3. Le réel impensable
La réalité historique à laquelle le personnage est confronté est pourtant présentée comme
impensable. Le récit fait entrer le personnage dans un espace d’où l’humanité s’est
absentée : « je suis entré dans le désert ». Le regard « morne » échangé avec le soldat
israélien en est la préfiguration « Plus rien n’était autour de lui ». Les gestes de panique
suscités par la rencontre du premier cadavre conduisent Georges à un vide plus grand
encore « j’ai cherché de l’aide autour de moi ». Le présent ne peut qu’entrer en dissonance
avec toute expérience humaine antérieure « j’ai pensé à Boucle d’or ». De même les signes
visibles de la vie ordinaire du camp ne peuvent plus s’accorder à cette aube martyre :
« pyjama », « les claquettes de la mère, les chaussures des enfants » sont désormais les
signes absurdes d’un avant disparu.

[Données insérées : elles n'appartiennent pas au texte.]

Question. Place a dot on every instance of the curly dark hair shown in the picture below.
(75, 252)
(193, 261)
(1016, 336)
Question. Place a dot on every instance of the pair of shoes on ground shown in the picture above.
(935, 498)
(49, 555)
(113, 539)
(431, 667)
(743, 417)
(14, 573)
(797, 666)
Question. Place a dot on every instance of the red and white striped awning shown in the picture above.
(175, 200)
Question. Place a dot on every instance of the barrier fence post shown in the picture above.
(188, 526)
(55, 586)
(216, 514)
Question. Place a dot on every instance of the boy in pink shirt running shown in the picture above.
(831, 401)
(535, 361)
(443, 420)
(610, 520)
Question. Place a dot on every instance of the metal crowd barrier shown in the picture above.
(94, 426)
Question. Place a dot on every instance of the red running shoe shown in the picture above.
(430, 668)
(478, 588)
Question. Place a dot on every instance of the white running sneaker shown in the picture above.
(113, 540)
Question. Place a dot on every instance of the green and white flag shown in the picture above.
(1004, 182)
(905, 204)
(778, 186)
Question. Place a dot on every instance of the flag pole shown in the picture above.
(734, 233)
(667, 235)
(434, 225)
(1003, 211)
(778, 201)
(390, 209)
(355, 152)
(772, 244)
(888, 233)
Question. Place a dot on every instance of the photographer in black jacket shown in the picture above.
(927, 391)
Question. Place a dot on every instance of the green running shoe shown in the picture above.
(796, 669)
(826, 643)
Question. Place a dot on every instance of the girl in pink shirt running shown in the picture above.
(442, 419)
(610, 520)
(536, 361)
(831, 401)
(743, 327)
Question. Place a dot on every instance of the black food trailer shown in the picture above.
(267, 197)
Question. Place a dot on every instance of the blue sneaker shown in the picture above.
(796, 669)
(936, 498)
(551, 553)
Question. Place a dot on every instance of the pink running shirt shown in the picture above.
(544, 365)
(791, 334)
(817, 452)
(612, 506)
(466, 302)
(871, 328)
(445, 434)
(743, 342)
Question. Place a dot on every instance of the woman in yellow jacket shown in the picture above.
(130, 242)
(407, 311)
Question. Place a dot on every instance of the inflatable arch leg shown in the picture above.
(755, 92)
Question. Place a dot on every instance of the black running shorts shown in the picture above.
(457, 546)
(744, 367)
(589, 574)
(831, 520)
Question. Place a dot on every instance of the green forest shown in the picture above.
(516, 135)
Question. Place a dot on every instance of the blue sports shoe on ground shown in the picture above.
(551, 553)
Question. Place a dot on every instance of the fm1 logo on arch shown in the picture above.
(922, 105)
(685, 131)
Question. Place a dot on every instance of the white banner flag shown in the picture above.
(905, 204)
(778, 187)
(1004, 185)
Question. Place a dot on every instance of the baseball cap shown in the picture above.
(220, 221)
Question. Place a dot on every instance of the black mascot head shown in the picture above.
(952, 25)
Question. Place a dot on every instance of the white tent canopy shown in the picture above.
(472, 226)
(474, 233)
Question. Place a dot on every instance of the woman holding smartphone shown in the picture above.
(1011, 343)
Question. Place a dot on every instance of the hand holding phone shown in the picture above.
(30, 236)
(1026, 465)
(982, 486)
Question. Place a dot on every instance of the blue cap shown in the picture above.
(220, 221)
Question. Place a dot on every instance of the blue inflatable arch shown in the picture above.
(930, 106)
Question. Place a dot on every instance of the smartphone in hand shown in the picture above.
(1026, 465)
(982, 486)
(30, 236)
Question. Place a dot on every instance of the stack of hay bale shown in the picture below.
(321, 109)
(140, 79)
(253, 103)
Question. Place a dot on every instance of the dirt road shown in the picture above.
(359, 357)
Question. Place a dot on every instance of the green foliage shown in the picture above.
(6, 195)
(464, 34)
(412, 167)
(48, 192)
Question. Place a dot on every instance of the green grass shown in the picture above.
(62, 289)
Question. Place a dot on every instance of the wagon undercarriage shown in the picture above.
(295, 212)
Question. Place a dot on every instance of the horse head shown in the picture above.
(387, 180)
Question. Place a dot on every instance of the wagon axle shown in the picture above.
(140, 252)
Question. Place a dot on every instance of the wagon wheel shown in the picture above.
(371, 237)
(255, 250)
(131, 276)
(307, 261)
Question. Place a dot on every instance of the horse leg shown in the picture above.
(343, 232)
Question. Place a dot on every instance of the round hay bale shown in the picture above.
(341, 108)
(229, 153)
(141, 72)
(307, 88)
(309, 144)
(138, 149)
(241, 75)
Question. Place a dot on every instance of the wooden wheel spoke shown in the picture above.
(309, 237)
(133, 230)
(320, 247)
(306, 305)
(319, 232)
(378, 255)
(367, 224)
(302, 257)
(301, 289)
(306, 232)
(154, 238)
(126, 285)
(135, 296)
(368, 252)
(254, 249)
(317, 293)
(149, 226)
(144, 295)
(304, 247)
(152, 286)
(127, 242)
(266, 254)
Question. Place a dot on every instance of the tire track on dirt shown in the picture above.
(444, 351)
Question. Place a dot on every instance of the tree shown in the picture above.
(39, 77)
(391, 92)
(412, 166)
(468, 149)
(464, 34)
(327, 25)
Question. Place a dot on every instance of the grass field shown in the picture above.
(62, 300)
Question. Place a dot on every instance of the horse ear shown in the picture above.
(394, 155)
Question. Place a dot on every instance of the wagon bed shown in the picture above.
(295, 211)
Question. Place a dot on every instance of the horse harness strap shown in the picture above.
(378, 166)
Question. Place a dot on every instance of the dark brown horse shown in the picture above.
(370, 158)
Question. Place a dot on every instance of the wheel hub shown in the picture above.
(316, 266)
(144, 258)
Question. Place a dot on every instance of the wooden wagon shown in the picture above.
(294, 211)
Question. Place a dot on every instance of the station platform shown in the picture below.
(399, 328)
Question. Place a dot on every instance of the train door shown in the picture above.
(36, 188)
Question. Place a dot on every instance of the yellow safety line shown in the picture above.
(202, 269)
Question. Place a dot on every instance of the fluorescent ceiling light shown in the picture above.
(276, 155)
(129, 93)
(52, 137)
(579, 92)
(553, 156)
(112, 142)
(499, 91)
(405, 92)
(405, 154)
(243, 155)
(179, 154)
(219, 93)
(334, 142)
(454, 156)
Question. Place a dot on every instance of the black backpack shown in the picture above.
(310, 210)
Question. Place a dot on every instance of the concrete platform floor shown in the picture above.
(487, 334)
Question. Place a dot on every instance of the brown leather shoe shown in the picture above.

Relatant ses « Quatre heures à Chatila » Jean Genet écrit
en 1983 à propos de ceux qui l’accompagnent « si ces cinq ou six êtres humains n’avaient pas
été là et que j’ai découvert cette ville abattue, les Palestiniens horizontaux, noirs et gonflés,
je serais devenu fou. » C’est l’expérience de cette folie que Chalandon propose à son
personnage, en le laissant seul dans Chatila.